Mailman 3 [lxml-dev] memory management strategies - lxml - The Python XML Toolkit

vng1＠mac.com

October 2004

5:08 p.m.

Hi all, I think the memory management issue is actually pretty easy to solve. Here's the case for an xmlNode: Wrap the c-xmlNode with a Python xmlNode. Make sure that references to a c-xmlNode always have 1 and only 1 xmlNode Python wrapper. Manage this stuff using a flyweight/factory thing where we pass in a c-xmlNode and get back a Python xmlNode wrapper. The factory should keep track of xmlNode's in a weak reference dictionary so that we always have some reference to an xmlNode if anyone else has a reference to it. The xmlNode implements a __dealloc__ method in Pyrex to free the xmlNode when the garbage collector kicks in. If the xmlNode does not belong to any xmlDoc, then we free the c-xmlNode. If the xmlNode belongs to an xmlDoc, then we need to see if any children of the c-xmlDoc have an associated Python wrapper. If there is at least 1 Python wrapper, then we can't free the document. If there are no Python xmlNode wrappers for any c-xmlNode's - then we free each of the c-xmlNodes and then we free the c-xmlDoc. Shouldn't that cover it? I've got a substantial part of this working in my svn repository - I'm just going to tidy it up and I'll release it in the next day or two. Unfortunately - I don't have vic --- Don't be humble ... you're not that great. -- Golda Meir

Reply

Sign in to reply online Use email software

Martijn Faassen

6:32 p.m.

vng1@mac.com wrote:

...

I think the memory management issue is actually pretty easy to solve.
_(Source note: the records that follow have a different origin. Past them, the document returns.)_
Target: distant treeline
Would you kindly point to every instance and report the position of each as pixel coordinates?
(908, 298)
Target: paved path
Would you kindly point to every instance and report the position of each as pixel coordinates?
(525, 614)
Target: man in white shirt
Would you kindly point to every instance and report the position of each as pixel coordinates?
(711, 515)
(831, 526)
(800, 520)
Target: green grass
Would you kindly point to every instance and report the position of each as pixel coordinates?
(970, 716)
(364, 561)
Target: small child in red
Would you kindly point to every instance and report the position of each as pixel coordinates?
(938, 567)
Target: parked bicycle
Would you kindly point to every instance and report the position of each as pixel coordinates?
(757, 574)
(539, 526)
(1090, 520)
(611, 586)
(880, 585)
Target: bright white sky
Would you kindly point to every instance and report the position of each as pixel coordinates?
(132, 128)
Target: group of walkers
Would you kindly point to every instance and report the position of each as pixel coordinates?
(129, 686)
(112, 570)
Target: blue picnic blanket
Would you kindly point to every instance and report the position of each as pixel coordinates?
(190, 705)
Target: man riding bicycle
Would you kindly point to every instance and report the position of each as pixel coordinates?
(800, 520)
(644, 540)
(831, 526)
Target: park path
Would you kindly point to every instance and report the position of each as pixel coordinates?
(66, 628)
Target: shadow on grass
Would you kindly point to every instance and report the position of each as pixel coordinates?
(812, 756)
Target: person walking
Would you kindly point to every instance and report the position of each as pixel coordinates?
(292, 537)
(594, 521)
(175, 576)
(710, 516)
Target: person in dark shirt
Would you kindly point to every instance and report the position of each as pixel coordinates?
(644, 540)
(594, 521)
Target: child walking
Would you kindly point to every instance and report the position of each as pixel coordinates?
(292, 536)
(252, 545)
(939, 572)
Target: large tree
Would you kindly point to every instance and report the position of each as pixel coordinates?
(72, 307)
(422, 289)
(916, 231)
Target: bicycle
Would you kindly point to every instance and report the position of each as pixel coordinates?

Here's the case for an xmlNode:

Wrap the c-xmlNode with a Python xmlNode.

Make sure that references to a c-xmlNode always have 1 and only 1 xmlNode Python wrapper. Manage this stuff using a flyweight/factory thing where we pass in a c-xmlNode and get back a Python xmlNode wrapper.

The 1 and only 1 requirement does make things significantly simpler, I think. Basically all the factories first look whether the node to be wrapped is already known somewhere else. What kind of datastructure can one use to efficiently check whether we already know a C-level node? I'd prefer to use a hashtable, though a simple implementation could just walk through all nodes in a list/table or something like that.

...

The factory should keep track of xmlNode's in a weak reference dictionary so that we always have some reference to an xmlNode if anyone else has a reference to it.

So you mean a weakref dictionary to node, proxies, not the underlying C nodes, right?

...

The xmlNode implements a __dealloc__ method in Pyrex to free the xmlNode when the garbage collector kicks in.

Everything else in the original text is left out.